De Adviseur Ecologie, ondersteuner MJPO-coördinatiepunt merkt op dat het per provincie verschilt in welke mate de regie wordt opgepakt en er wordt gezorgd voor een juiste afstemming met het MJPO-coördinatiepunt. Een aantal provincies die met name belang hebben bij recreatie en natuurbeleving zijn daardoor eerder bereid om samen te werken en de regie te pakken dan provincies die dit niet hebben. Ook verschilt het beleid tussen provincies onderling waardoor de ene provincie meer in natuur investeert dan de andere. De beleidsmedewerker van I&M merkt op dat er ook een aantal provincies zijn met een hoger budget dan de andere. De provincies die meer te besteden hebben investeren ook meer in het verbinden van de natuur. De focusgroep is van mening dat er verschillende manieren zijn om de provincies bewuster te maken van de regierol die ze hebben. Allereerst moeten provincies via een bottom-up approach beïnvloed worden om faunavoorzieningen te gaan realiseren. Hierbij is een grote rol weggelegd voor natuurorganisaties, actiegroepen van bewoners en de landschappen. Deze organisaties hebben vaak directe connecties met bestuurders en ambtenaren werkzaam voor de provincies waardoor ze invloed kunnen uitoefenen. Naast de bottom-up is er ook een top down approach nodig om de provincies op hun regierol te wijzen. Support van directeuren van ProRail en RWS is hierbij cruciaal. De directeuren hebben ingangen bij provincies waardoor zij de provincies ook op hun regierol kunnen wijzen.

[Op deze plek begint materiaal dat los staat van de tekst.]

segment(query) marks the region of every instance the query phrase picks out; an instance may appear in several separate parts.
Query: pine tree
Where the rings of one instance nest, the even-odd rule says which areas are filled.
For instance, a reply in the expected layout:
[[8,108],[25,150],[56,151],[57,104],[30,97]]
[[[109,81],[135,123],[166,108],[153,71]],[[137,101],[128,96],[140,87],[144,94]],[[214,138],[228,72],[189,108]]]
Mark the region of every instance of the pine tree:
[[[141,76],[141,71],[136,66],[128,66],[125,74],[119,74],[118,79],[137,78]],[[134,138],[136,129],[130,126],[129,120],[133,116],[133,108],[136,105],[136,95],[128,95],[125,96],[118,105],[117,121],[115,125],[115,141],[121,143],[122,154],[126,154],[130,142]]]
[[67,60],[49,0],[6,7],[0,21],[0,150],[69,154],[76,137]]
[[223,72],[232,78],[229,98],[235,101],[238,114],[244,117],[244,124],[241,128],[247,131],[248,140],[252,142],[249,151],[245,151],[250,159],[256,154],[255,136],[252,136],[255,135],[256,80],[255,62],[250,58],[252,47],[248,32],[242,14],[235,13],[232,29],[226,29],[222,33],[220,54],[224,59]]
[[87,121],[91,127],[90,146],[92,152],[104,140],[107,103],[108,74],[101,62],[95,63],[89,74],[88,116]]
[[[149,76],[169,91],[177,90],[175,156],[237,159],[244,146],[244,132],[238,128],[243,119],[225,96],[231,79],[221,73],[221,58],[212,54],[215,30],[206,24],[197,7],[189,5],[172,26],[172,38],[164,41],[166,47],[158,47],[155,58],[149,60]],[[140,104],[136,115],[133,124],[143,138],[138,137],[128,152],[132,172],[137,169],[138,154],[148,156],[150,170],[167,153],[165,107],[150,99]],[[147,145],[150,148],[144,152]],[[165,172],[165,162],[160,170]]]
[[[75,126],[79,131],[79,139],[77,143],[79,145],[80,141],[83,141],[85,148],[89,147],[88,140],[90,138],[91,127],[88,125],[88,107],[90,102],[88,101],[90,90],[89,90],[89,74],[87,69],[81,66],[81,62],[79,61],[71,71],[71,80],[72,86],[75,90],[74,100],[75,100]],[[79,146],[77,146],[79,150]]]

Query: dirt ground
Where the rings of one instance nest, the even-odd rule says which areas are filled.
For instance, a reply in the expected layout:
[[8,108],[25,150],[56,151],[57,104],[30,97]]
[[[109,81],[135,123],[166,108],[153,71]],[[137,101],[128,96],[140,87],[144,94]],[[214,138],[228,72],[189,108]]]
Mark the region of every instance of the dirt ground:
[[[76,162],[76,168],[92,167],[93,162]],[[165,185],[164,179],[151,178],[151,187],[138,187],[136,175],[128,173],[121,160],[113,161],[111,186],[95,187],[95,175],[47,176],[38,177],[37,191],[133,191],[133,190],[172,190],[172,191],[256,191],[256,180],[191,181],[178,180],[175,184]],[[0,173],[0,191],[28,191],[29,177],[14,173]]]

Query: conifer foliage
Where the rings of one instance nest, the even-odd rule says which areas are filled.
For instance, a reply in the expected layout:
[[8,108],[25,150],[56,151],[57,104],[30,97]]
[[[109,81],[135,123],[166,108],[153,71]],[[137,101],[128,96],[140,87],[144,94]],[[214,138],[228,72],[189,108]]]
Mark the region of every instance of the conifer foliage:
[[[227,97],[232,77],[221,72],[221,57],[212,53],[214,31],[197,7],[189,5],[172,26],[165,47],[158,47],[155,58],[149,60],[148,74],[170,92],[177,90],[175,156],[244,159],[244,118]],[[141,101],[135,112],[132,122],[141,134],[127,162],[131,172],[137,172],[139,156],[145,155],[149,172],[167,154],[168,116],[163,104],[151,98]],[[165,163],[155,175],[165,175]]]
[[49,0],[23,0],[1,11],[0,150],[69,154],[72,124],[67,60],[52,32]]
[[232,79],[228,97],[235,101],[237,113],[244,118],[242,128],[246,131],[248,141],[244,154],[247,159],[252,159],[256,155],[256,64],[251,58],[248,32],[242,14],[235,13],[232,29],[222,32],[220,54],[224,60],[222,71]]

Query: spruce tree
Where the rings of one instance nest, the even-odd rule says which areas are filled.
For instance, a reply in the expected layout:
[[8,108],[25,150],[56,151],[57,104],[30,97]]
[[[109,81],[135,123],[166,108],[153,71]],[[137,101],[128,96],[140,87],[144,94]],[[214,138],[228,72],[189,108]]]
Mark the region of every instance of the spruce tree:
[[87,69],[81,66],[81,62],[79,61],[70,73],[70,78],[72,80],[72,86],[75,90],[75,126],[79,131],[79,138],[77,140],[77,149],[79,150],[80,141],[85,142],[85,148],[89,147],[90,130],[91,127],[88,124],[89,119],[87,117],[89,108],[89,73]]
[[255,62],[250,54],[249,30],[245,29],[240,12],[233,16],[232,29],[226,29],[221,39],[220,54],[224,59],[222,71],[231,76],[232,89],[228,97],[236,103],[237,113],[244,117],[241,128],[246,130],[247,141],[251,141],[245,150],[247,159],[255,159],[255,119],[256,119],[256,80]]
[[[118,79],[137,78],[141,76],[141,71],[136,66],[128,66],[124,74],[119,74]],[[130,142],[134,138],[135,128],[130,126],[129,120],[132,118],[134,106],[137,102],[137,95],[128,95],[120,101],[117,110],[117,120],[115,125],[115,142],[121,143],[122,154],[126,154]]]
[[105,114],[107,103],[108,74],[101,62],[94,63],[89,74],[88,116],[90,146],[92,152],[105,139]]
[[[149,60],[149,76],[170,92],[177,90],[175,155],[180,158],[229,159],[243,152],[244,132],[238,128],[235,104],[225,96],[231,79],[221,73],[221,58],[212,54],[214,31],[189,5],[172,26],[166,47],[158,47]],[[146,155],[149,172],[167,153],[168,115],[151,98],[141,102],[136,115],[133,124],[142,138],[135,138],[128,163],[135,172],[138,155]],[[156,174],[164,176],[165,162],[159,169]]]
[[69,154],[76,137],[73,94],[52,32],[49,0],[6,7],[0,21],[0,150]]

De afgelopen jaren is de regiefunctie vooral ingevuld door ProRail en RWS. Omdat deze twee organisaties die regie op zich namen was er geen noodzaak voor de provincies om deze te gaan vertolken. Na het aflopen van het programma wordt hoogstwaarschijnlijk de rol van ProRail en RWS kleiner waardoor het nu wel cruciaal wordt voor de provincies om deze rol op te gaan pakken. De focusgroep vindt wel dat RWS en ProRail de verantwoordelijkheid hebben om de regierol over te dragen naar de Provincies. Het aflopen van het programma biedt hiervoor de uitgelezen mogelijkheid. De provincies worden tegenwoordig ook uitgenodigd voor het BROM-overleg. Ook is de focusgroep het er unaniem over eens dat de provincies worden uitgenodigd op de “international conference on ecology and transportation” die in 2018 in Nederland wordt gehouden.

5.

De vijfde stelling hangt samen met de vierde deelvraag. “Hoe zien de betrokken partijen de samenwerking bij ontsnipperingsmaatregelen in de toekomst voor zich na het aflopen van MJPO?” Na het afnemen van de 13 semi-gestructureerde interviews bleken er veel verschillende

inzichten te bestaan over de wijze waarop het kennis- en samenwerkingsnetwerk in de toekomst kan worden gecontinueerd. Deze verschillen worden via onderstaande stelling getoetst bij de focusgroep.

Het is belangrijk dat het samenwerkings- en kennisnetwerk dat opgebouwd is rondom het MJPO wordt gecontinueerd na het aflopen van het MJPO.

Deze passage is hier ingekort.